The Wald Chi-Square test statistic for the predictor gre is 5.6661 with an associated p-value of 0.0173. If we set our alpha level to 0.05, we would reject the null hypothesis and conclude that the regression coefficient for gre has been found to be statistically different from zero in estimating gre given topnotch and gpa are in the model.
The Wald Chi-Square test statistic for the predictor topnotch is 2.2923 with an associated p-value of 0.1300. If we set our alpha level to 0.05, we would fail to reject the null hypothesis and conclude that the regression coefficient for topnotch has not been found to be statistically different from zero in estimating topnotch given gre and gpa are in the model.
The Wald Chi-Square test statistic for the predictor gpa is 4.2370 with an associated p-value of 0.0396. If we set our alpha level to 0.05, we would reject the null hypothesis and conclude that the regression coefficient for gpa has been found to be statistically different from zero in estimating gpa given topnotch and gpa are in the model.
dd.

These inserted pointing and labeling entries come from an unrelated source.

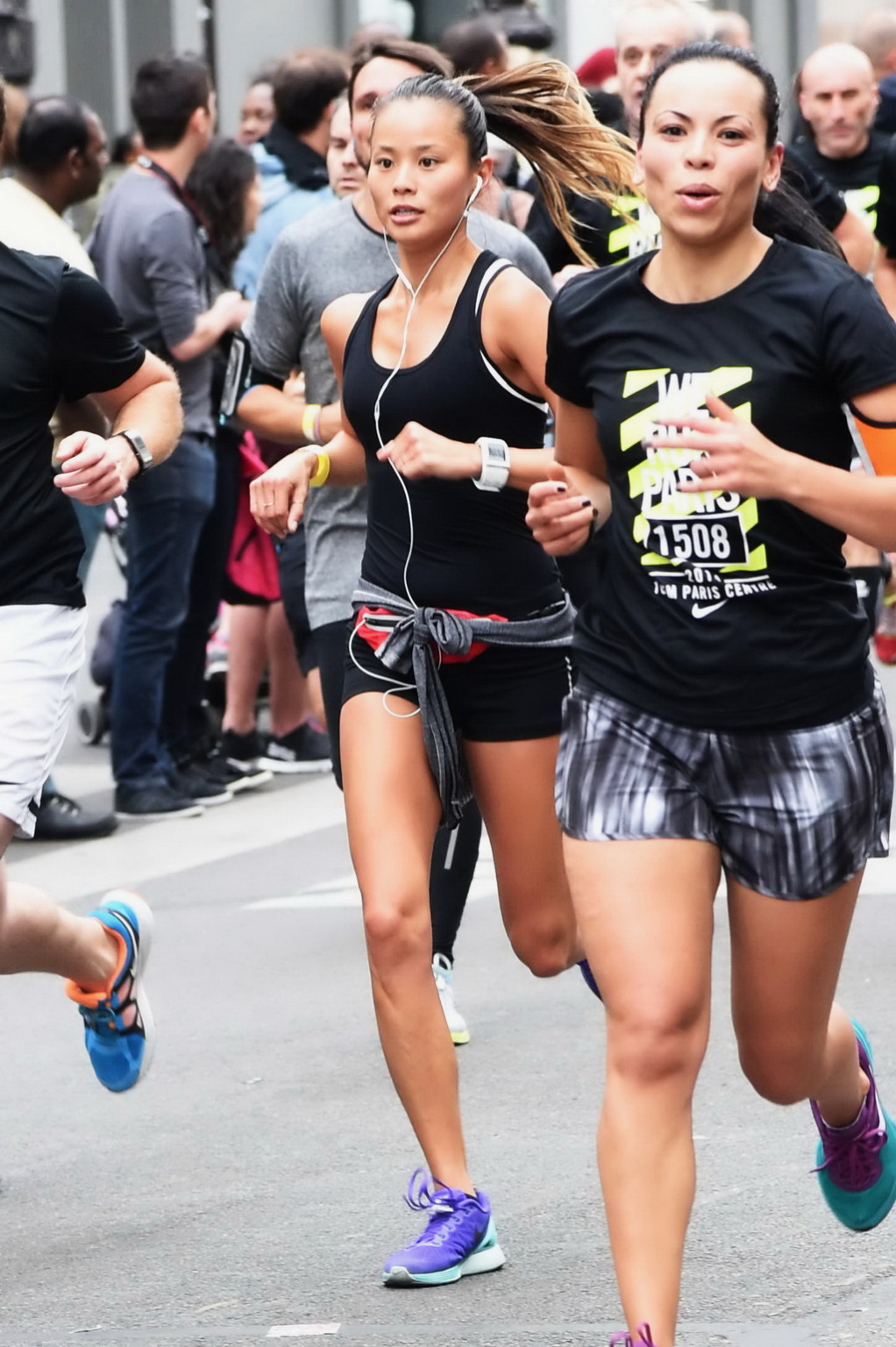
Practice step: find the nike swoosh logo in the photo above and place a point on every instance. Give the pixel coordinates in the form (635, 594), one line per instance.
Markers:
(705, 609)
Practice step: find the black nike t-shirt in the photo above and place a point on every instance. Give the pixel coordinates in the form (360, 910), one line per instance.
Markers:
(857, 178)
(60, 337)
(720, 610)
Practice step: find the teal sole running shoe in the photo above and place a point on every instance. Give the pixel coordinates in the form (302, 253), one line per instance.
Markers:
(459, 1238)
(857, 1164)
(119, 1032)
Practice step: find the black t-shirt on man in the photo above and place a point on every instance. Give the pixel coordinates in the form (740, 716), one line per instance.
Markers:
(717, 610)
(857, 178)
(60, 336)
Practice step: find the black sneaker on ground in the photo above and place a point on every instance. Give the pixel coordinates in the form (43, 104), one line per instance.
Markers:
(153, 802)
(220, 768)
(243, 751)
(303, 749)
(208, 759)
(196, 786)
(60, 819)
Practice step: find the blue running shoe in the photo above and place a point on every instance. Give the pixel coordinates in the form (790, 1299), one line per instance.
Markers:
(459, 1237)
(857, 1164)
(590, 980)
(119, 1032)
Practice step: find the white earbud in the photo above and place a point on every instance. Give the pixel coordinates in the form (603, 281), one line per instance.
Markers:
(480, 183)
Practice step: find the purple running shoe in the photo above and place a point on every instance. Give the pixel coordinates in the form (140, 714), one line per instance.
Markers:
(459, 1237)
(643, 1339)
(857, 1164)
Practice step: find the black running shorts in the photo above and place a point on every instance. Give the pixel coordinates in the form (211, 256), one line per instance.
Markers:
(507, 693)
(793, 812)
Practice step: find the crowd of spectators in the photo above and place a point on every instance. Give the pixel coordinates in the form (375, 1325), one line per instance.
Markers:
(178, 224)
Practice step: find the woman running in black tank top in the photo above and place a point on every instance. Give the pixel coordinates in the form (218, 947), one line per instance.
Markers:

Percent Concordant – A pair of observations with different observed responses is said to be concordant if the observation with the lower ordered response value has a lower predicted mean score than the observation with the higher ordered response value.
ee. Percent Discordant – If the observation with the lower ordered response value has a higher predicted mean score than the observation with the higher ordered response value, then the pair is discordant.
ff. Percent Tied – If a pair of observations with different responses is neither concordant nor discordant, it is a tie.
gg. Pairs – This is the total number of distinct pairs with one case having a positive response (admit = 1) and the other having a negative response (admit = 0). The total number of ways the 400 observations can be paired up (excluding be matched up with themselves) is 400(399)/2 = 79,800. Of the 79,800 possible pairings, 34,671 have different values on the response variable and 79,800 – 34,671 = 45,129 have the same value on the response variable.
hh. Somers’ D – Somer’s D is used to determine the strength and direction of relation between pairs of variables. Its values range from -1.0 (all pairs disagree) to 1.0 (all pairs agree). It is defined as (nc-nd)/t where nc is the number of pairs that are concordant, and nd the number of pairs that are discordant, and t is the number of total number of pairs with different responses. In our example, it equals the difference between the percent concordant and the percent discordant divided by 100: (63.9-35.6)/100 = 0.283.
ii. Gamma – The Goodman-Kruskal Gamma method does not penalize for ties on either variable. Its values range from -1.0 (no association) to 1.0 (perfect association). Because it does not penalize for ties, its value will generally be greater than the values for Somer’s D.
jj. Tau-a – Kendall’s Tau-a is a modification of Somer’s D to take into the account the difference between the number of possible paired observations and the number of paired observations with different response. It is defined to be the ratio of the difference between the number of concordant pairs and the number of discordant pairs to the number of possible pairs (2(nc-nd)/(N(N-1)). Usually Tau-a is much smaller than Somer’s D since there would be many paired observations with the same response.
kk. c – Another measure of rank correlation of ordinal variables. It ranges from 0 to (no association) to 1 (perfect association). It is a variant of Somer’s D index.